Identification of individual genotypes of measles virus using surface enhanced Raman spectroscopy

Abstract

A spectroscopic assay based on surface-enhanced Raman spectroscopy (SERS) has been developed for rapid genotyping of the measles virus (MeV). Silver nanorods fabricated using an oblique angle vapor deposition method acted as the SERS-active substrate. The SERS spectra of four separate MeV genotypes, i.e. A, H1, D4 and D9, and two separate negative media control samples were analyzed using multivariate statistical methods. Principal components analysis (PCA) and hierarchical cluster analysis (HCA) successfully separated three of the four MeV genotypes studied.
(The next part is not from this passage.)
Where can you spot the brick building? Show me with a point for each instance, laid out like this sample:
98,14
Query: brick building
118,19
The MeV genotypes used in this study had >96% sequence similarity as monitored using the MeV hemagglutinin (H) gene, and the clustering seen in PCA and HCA mirrored this sequence diversity. For example, the MeV genotypes with the highest sequence diversity (~3%, A and H1) were the most widely separated in the PCA scores plot and HCA dendogram. Conversely, the MeV genotypes with the lowest sequence diversity (~0.5%, D4 and D9) could not be statistically differentiated. However, a supervised chemometric method, partial least squares-discriminant analysis (PLS-DA) was able to separate each of the four MeV strains, the two negative controls, and the background, with >90% sensitivity and >96% selectivity based solely on their inherent SERS spectra. These results demonstrate that SERS, in combination with multivariate statistical methods, is a highly sensitive and rapid viral identification and classification method that can be applied to MeV genotyping.